Alle 12 Zweedse hondenrassen - inheemse hondenrassen uit Zweden
Ander / 2024
De Rietgans is een zeldzame wintergast in Groot-Brittannië. Er zijn twee vaste overwinterende koppels Taiga-rietgans, in de Yare Valley, Norfolk en de Avon Valley, Schotland. Een voorheen vaste kudde in Dumfries en Galloway komt daar niet meer voor. Toendrarietgans heeft geen vaste overwinteringsplaatsen, maar wordt in kleine groepen aangetroffen tussen andere grauwe ganzensoorten.
Tot de meest voorkomende plaatsen behoren WWT Slimbridge, Gloucestershire en Holkham Marshes, Norfolk. De Bean Gooses Engelse en wetenschappelijke namen komen van zijn gewoonte in het verleden om in de winter in de stoppels van bonen te grazen.
De rietgans is een van de ‘grijze ganzen’. Het is meestal donkerder en bruiner dan de andere soorten in deze groep en heeft ook een donkerdere kop en nek.
De snavel van de rietgans is zwart aan de basis en punt, met een oranje band over het midden.

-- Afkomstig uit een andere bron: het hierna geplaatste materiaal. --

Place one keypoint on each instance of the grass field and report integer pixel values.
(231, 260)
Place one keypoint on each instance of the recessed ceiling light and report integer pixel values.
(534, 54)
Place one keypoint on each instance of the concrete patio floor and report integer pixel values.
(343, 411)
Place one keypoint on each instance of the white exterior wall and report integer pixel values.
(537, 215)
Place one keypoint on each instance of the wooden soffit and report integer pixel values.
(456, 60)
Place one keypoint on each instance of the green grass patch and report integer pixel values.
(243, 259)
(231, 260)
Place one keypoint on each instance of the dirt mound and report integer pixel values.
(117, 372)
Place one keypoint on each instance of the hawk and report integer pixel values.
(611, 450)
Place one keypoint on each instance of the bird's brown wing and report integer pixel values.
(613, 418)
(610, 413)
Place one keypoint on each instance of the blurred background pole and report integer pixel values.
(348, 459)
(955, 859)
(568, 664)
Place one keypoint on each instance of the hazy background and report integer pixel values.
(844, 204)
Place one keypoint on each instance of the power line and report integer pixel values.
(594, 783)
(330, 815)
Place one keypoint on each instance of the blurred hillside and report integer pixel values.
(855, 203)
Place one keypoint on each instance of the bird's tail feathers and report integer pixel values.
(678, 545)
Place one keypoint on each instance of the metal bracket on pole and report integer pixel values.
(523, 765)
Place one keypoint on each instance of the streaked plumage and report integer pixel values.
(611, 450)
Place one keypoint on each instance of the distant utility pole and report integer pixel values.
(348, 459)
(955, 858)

Hun benen en voeten zijn ook fel oranje.
Hun bovenvleugeldekveren zijn donkerbruin, zoals bij de bokgans (Anser albifrons) en de kleine bokgans (A. erythropus), maar ze verschillen van deze doordat ze smalle witte franjes aan de veren hebben.
Er zijn vijf ondersoorten, met complexe variaties in lichaamsgrootte, snavelgrootte en patroon. Over het algemeen neemt de grootte toe van noord naar zuid en van west naar oost. Sommige ornithologen (degenen die vogels bestuderen) verdelen ze in twee soorten op basis van broedhabitat, of het nu gaat om bosmoerassen in de subarctische taiga of op de arctische toendra.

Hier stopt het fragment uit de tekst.